Нет, я положительно уверен, что бумага так же необходима, как и все остальное. Ну, будем же скорее есть. Ох, и голоден же я!
Дети не могли не одобрить заботливой предусмотрительности Кирилла. Девочки даже с некоторым страхом поглядывали на свинцовые листы крыши, где водилось такое множество ужасных микробий. Но вскоре они совершенно позабыли об этой опасности и усердно принялись за еду.
Не хочу подробно описывать вам пикник на церковной башне. Вы сами можете вообразить, каково было разрезать язык и цыпленка перочинным ножичком, у которого оказался единственный клинок, да и тот обломанный. Но кое-как разрезали. Есть при помощи пальцев тоже не очень удобно: руки делаются жирные, а клочки бумаги, служащие тарелками, очень быстро покрываются пятнами и приобретают совсем не привлекательный вид. Но вот что вы, вероятно, не можете себе представить — это то, как ведет себя содовая вода, если ее пьют прямо из сифона, особенно из полного. Впрочем, если воображение вам не поможет, то вы сами можете легко произвести этот опыт, если только взрослые дадут вам сифон. Однако лучше будет производить такой опыт где-нибудь не в комнатах.
Язык, цыплята и свежий хлеб, с какими бы неудобствами их есть не приходилось, — все-таки хорошие вещи, а если в жаркий летний день вас немножко забрызгает содовая вода — это беда небольшая. Итак, обед прошел очень весело, и каждый постарался съесть как можно больше — во первых, потому, что все были очень голодны, а во-вторых, потому, что и язык, и цыплята, и хлеб оказались необыкновенно вкусными.

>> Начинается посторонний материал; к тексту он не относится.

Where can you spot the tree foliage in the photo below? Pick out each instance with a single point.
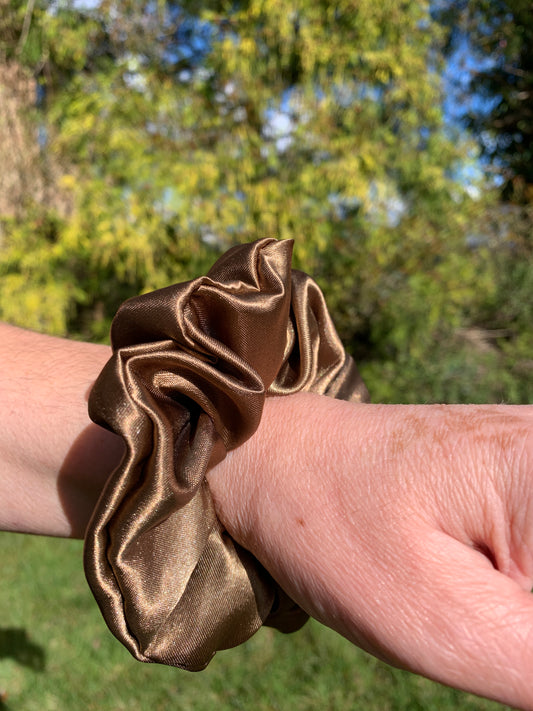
(500, 36)
(178, 130)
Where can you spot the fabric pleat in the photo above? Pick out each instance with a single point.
(191, 367)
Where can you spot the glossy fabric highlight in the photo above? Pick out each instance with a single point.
(190, 370)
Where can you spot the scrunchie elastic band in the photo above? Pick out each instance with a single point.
(191, 367)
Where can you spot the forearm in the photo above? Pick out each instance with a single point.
(53, 459)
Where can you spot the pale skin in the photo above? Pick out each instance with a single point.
(408, 529)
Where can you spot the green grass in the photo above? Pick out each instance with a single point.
(57, 655)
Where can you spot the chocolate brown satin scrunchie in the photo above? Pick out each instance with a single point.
(190, 370)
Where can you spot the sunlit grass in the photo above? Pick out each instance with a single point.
(57, 655)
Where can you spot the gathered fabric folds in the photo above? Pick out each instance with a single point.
(187, 381)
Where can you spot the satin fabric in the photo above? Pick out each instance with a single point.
(190, 370)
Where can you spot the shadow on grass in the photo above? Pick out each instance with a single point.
(15, 644)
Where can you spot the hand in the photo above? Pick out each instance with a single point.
(408, 529)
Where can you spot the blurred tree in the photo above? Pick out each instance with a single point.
(495, 83)
(184, 128)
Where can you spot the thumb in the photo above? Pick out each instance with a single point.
(475, 625)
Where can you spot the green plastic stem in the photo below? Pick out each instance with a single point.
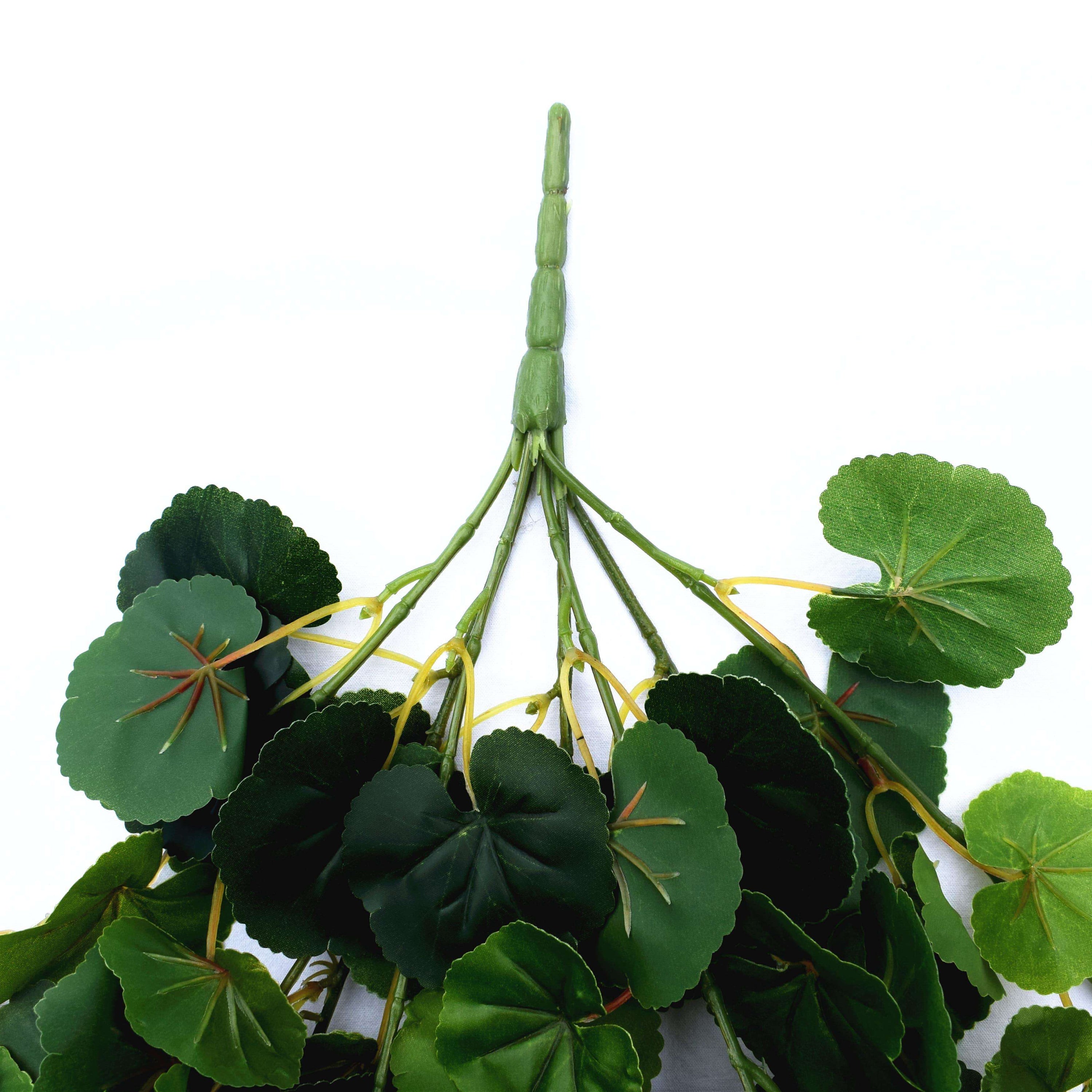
(587, 635)
(663, 664)
(401, 610)
(696, 580)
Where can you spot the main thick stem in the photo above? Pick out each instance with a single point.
(697, 580)
(401, 610)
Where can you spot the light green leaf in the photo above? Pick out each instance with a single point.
(114, 753)
(414, 1064)
(226, 1019)
(12, 1079)
(822, 1025)
(511, 1019)
(947, 932)
(91, 1049)
(19, 1029)
(784, 799)
(661, 947)
(252, 543)
(1043, 1050)
(1037, 929)
(899, 954)
(438, 879)
(116, 886)
(642, 1026)
(971, 580)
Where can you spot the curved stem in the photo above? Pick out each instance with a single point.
(588, 640)
(752, 1077)
(401, 610)
(695, 580)
(663, 664)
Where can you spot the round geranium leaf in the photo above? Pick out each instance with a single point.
(898, 953)
(279, 840)
(228, 1018)
(970, 578)
(438, 881)
(676, 861)
(1043, 1050)
(414, 1064)
(820, 1024)
(151, 728)
(12, 1079)
(116, 886)
(513, 1018)
(89, 1044)
(252, 543)
(1037, 929)
(786, 801)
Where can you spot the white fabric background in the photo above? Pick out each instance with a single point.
(288, 249)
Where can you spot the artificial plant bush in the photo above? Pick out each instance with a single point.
(753, 839)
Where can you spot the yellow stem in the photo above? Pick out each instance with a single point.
(539, 699)
(364, 601)
(1005, 874)
(780, 646)
(875, 831)
(218, 902)
(636, 693)
(731, 582)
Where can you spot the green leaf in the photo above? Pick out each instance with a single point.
(510, 1019)
(899, 954)
(784, 799)
(339, 1057)
(116, 755)
(918, 720)
(414, 1065)
(252, 543)
(1043, 1050)
(19, 1029)
(91, 1048)
(1037, 930)
(820, 1024)
(971, 580)
(226, 1019)
(12, 1079)
(116, 886)
(947, 932)
(279, 840)
(660, 947)
(438, 881)
(642, 1026)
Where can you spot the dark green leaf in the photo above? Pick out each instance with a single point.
(820, 1024)
(1036, 930)
(119, 758)
(279, 841)
(19, 1029)
(252, 543)
(510, 1019)
(784, 799)
(90, 1046)
(116, 886)
(12, 1079)
(438, 879)
(229, 1020)
(342, 1059)
(899, 954)
(660, 947)
(414, 1065)
(642, 1026)
(1043, 1050)
(971, 580)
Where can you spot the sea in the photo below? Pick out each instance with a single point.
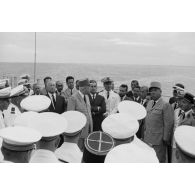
(121, 74)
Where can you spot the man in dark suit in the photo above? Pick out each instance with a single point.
(176, 88)
(159, 122)
(98, 106)
(143, 94)
(57, 102)
(45, 80)
(134, 83)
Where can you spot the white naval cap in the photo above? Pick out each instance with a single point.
(17, 91)
(134, 152)
(36, 103)
(25, 76)
(76, 121)
(22, 81)
(19, 138)
(134, 109)
(185, 139)
(120, 125)
(49, 124)
(25, 119)
(3, 83)
(5, 93)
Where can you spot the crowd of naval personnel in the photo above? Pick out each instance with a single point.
(81, 124)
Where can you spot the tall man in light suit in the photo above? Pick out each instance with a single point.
(158, 122)
(112, 99)
(80, 102)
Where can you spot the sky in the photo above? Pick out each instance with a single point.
(142, 48)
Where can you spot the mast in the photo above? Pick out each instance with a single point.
(35, 56)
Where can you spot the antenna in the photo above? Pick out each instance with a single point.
(35, 65)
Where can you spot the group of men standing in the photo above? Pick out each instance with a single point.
(156, 129)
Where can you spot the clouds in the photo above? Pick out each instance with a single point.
(111, 48)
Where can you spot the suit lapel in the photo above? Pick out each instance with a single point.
(187, 117)
(157, 104)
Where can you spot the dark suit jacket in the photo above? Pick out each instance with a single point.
(130, 96)
(98, 108)
(188, 120)
(172, 100)
(158, 122)
(76, 102)
(60, 106)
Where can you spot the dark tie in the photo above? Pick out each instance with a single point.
(108, 94)
(54, 101)
(153, 104)
(84, 99)
(182, 114)
(93, 97)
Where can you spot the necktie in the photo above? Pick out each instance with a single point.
(181, 114)
(175, 106)
(108, 94)
(54, 101)
(154, 104)
(84, 99)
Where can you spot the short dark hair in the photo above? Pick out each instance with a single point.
(46, 78)
(124, 86)
(137, 87)
(93, 81)
(135, 81)
(69, 77)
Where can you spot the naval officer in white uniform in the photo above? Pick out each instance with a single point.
(69, 151)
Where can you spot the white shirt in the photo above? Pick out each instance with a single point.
(8, 117)
(112, 102)
(69, 152)
(43, 156)
(82, 95)
(50, 95)
(2, 122)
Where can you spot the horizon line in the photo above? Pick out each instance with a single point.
(93, 63)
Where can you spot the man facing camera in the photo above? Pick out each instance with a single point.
(57, 102)
(98, 106)
(158, 122)
(112, 99)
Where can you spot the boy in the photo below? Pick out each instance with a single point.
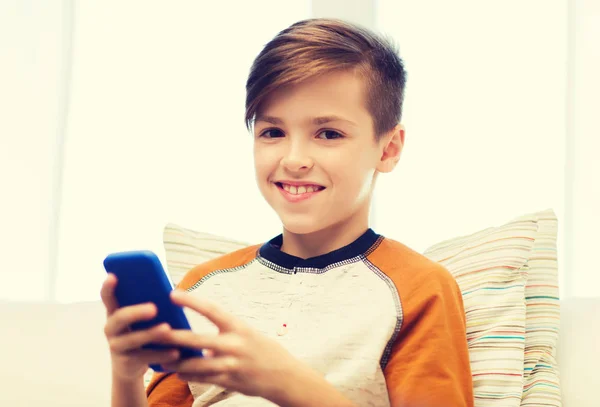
(329, 313)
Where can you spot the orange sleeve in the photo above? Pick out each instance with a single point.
(166, 389)
(429, 363)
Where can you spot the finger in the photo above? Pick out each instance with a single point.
(218, 344)
(205, 367)
(225, 321)
(219, 379)
(107, 293)
(136, 339)
(122, 318)
(155, 357)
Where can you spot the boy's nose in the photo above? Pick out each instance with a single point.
(297, 159)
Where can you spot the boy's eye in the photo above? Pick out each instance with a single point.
(329, 135)
(272, 133)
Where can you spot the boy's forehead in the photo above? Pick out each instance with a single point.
(336, 94)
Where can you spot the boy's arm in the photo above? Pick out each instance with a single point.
(128, 394)
(166, 389)
(429, 363)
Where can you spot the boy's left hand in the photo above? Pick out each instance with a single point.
(239, 358)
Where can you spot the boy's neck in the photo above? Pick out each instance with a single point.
(323, 241)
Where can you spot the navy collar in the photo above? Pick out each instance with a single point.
(271, 251)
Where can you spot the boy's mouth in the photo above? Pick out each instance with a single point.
(299, 189)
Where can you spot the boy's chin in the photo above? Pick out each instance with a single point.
(301, 226)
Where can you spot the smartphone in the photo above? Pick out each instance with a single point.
(141, 279)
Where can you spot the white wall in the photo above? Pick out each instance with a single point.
(484, 113)
(583, 150)
(500, 114)
(156, 130)
(34, 38)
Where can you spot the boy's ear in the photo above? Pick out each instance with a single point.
(392, 144)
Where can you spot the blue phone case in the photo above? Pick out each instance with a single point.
(141, 278)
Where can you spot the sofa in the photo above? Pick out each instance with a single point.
(57, 354)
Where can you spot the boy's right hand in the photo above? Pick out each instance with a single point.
(129, 361)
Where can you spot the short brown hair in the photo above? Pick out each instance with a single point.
(317, 46)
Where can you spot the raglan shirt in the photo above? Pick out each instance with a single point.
(382, 323)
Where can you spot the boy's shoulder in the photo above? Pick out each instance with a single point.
(227, 261)
(407, 267)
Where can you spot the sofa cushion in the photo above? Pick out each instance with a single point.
(54, 355)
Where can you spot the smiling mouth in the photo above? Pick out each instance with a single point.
(299, 189)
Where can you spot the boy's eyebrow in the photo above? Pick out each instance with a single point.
(317, 120)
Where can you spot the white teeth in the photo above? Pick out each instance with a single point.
(302, 189)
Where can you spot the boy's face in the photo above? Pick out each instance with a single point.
(315, 153)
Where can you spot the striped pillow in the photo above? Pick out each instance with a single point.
(490, 268)
(541, 375)
(186, 248)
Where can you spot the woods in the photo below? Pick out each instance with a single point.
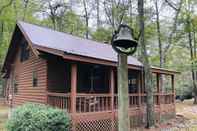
(166, 30)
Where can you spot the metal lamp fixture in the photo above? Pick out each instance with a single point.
(123, 41)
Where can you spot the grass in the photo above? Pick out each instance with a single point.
(186, 109)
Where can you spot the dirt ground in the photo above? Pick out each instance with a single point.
(186, 118)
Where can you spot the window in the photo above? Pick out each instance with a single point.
(35, 79)
(24, 51)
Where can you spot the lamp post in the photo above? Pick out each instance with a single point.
(124, 44)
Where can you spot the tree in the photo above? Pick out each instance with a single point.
(147, 71)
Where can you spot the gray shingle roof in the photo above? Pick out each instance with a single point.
(49, 38)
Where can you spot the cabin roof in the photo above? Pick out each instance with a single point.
(70, 44)
(54, 42)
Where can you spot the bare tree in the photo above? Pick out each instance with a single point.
(174, 27)
(55, 10)
(115, 11)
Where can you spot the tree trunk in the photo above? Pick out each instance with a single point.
(148, 74)
(1, 32)
(192, 58)
(123, 97)
(98, 13)
(161, 57)
(86, 18)
(159, 34)
(195, 73)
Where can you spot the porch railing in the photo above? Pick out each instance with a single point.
(133, 100)
(59, 100)
(93, 102)
(102, 102)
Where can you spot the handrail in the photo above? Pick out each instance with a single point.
(58, 94)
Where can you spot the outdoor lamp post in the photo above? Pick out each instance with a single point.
(124, 44)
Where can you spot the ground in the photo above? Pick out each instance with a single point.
(186, 118)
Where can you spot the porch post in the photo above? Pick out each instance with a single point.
(112, 97)
(159, 94)
(139, 89)
(173, 89)
(73, 87)
(73, 93)
(158, 87)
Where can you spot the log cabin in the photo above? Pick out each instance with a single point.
(80, 76)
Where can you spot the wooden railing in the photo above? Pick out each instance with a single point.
(167, 98)
(133, 100)
(93, 102)
(59, 100)
(102, 102)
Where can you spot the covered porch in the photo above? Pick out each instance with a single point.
(89, 93)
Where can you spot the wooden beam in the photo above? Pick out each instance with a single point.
(73, 87)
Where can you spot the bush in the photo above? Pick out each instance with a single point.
(38, 117)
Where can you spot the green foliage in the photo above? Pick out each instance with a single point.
(102, 34)
(38, 117)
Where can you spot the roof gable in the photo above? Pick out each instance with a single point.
(45, 37)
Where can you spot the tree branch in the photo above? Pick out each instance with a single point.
(174, 28)
(171, 5)
(5, 6)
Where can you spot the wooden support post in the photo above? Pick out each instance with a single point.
(173, 89)
(158, 88)
(73, 92)
(139, 89)
(73, 87)
(112, 97)
(159, 95)
(123, 97)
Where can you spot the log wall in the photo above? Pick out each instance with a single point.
(22, 72)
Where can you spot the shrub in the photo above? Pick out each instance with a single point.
(38, 117)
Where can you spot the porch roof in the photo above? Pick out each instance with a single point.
(69, 44)
(69, 47)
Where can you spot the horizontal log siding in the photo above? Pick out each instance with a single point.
(23, 72)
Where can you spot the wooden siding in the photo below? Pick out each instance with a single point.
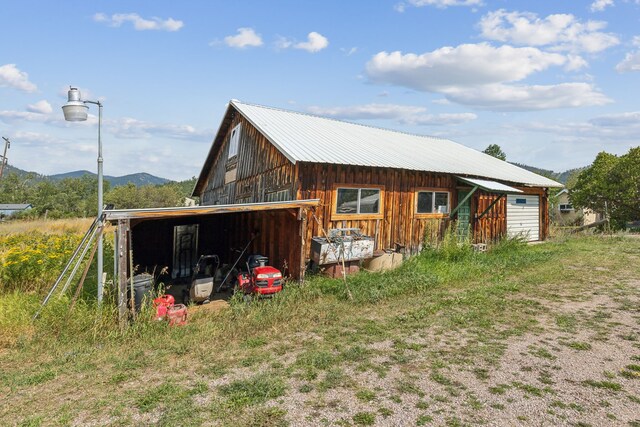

Вам, быть может, приходилось замечать, что, когда долго ждешь обед, сильно проголодаешься, а потому съешь больше, чем следует. Да если еще после этого посидишь под горячими лучами летнего солнца на крыше церковной башни, то вдруг как-то странно захочется спать. Антея и Джейн, Кирилл и Роберт во многих отношениях очень на вас похожи, и вот с ними случилось то же самое. Съев и выпив все, что можно, они вдруг захотели спать, особенно Антея, которая в этот день встала очень рано. Один за другим дети умолкали, потягивались, потирали глаза, и не прошло после обеда и четверти часа, как каждый из них устроился поудобнее на одном из своих мягких крыльев, прикрылся другим крылом и крепко-крепко уснул. А солнце тем временем потихоньку склонялось к закату. Тень от башни пересекла церковный двор, затем покрыла дом священника и, наконец, ушла еще дальше — в поле. Хорошо было детям спать: мягкие крылья отлично заменяли и матрасы, и одеяла… Но вот тени больше не стало… Солнце закатилось, и крылья исчезли. А дети все еще спали, но недолго: сумерки обыкновенно бывают красивы и холодны. А вы сами знаете, что, как бы крепко вам ни спалось, вы очень быстро проснетесь, если кто-нибудь из ваших братьев или сестер, встав раньше вас, вдруг сдернет одеяло.
Бескрылые дети содрогнулись от холода и проснулись. И вот было их положение: на крыше башни, в сумерках, когда на темном небе сперва по одной, а потом десятками, сотнями и тысячами стали появляться звезды, за несколько верст от дома, с тремя шиллингами во всех карманах и с сомнительным поступком по части «жизненных потребностей» на душе, за который придется дать отчет, если кто-нибудь увидит их с сифоном из-под содовой воды.
Дети переглянулись. Первым заговорил Кирилл, поднимая сифон:
— Нам надо скорее спуститься вниз и отделаться от этой противной вещи. Теперь уже настолько темно, что мы, пожалуй, можем оставить его у пастора на пороге. Идемте!..
На площадке башни, в углу, была еще одна маленькая башенка с дверью. Дети заметили ее во время обеда, но не обследовали, как, без сомнения, сделали бы и вы на их месте. Ведь когда есть крылья и вам открыта дорога по всему небу, стоит ли обращать внимание на какую-то дверь.
Теперь, однако, пришлось подойти к ней.